Fiendfyre and the summer of 2011

Fiendfyre

Fiendfyre

A guest post from my child, N. Reed Heineman-Fleck, which grew out of our conversations about my work chronicling the southwest’s fires of 2011:

When Dad told me about the Los Conchas fire, and how it was different than normal fires–in some places it turned everything to black dust; it rolled instead of catching, it sometimes left pockets of trees baked but not burnt because of lack of oxygen– a scene from Harry Potter and the Deathly Hallows came to mind. (Minor spoilers for Deathly Hallows, including a character death, follow.)

“It was not normal fire; Crabbe had used a curse of which Harry had no knowledge: As they turned a corner the flames chased them as though they were alive, sentient, intent upon killing them. Now the fire was mutating, forming a gigantic pack of fiery beasts: Flaming serpents, chimaeras, and dragons rose and fell and rose again, and the detritus of centuries on which they were feeding was thrown up in the air into their fanged mouths, tossed high on clawed feet, before being consumed by the inferno.”

The spell is called Fiendfyre, and in the end it kills Crabbe. They’re in the Room of Hidden Things when he casts it, and it’s hot and destructive enough to completely destroy the nigh-indestructible Dark magical item known as a Horcrux.

But what’s relevant here is that it manages to completely wipe out everything in the Room of Hidden Things.
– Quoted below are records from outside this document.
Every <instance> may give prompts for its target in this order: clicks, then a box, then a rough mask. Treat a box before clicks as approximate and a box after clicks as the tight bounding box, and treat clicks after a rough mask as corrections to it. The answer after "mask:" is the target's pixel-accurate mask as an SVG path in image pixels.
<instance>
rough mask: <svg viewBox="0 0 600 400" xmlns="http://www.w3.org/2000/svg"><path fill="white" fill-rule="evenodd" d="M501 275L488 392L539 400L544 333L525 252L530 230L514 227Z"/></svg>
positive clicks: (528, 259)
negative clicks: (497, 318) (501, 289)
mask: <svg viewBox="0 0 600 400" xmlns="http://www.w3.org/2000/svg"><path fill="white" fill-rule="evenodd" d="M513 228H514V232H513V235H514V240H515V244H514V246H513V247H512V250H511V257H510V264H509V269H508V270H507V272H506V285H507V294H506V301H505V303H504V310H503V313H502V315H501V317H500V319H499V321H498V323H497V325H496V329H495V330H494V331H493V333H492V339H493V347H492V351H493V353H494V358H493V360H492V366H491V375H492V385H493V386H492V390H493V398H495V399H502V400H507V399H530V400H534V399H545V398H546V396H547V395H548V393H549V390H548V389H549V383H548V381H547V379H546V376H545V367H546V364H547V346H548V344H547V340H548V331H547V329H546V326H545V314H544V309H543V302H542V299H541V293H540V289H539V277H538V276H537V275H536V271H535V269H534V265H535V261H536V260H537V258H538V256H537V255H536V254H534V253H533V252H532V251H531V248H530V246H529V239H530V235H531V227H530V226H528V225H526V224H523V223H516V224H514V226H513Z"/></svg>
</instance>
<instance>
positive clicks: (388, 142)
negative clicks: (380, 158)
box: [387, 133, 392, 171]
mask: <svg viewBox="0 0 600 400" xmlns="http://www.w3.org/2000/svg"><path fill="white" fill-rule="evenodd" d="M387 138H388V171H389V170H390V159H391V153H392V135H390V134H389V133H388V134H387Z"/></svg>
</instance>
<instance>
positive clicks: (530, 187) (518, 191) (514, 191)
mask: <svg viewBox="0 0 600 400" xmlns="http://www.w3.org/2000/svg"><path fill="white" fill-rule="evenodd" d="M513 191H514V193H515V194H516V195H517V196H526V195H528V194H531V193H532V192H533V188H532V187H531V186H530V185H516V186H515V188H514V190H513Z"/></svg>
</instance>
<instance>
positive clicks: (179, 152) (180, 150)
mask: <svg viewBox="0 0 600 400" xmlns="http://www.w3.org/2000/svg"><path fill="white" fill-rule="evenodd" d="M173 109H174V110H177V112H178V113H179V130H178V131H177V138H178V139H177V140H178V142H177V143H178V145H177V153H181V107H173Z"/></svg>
This room was used by students and teachers to hide all kinds of items, from booze to broken furniture, and in the hundreds of years that Hogwarts has been around it’s built up piles upon piles of magical detritus, like the kindling on the forest floor.

Afterwards, Ron asks a question: “Blimey, d’you reckon it’ll still work after that fire?” And from what Dad tells me, everyone’s asking the same thing about the forests that Los Conchas destroyed: are they going to still work after that fire?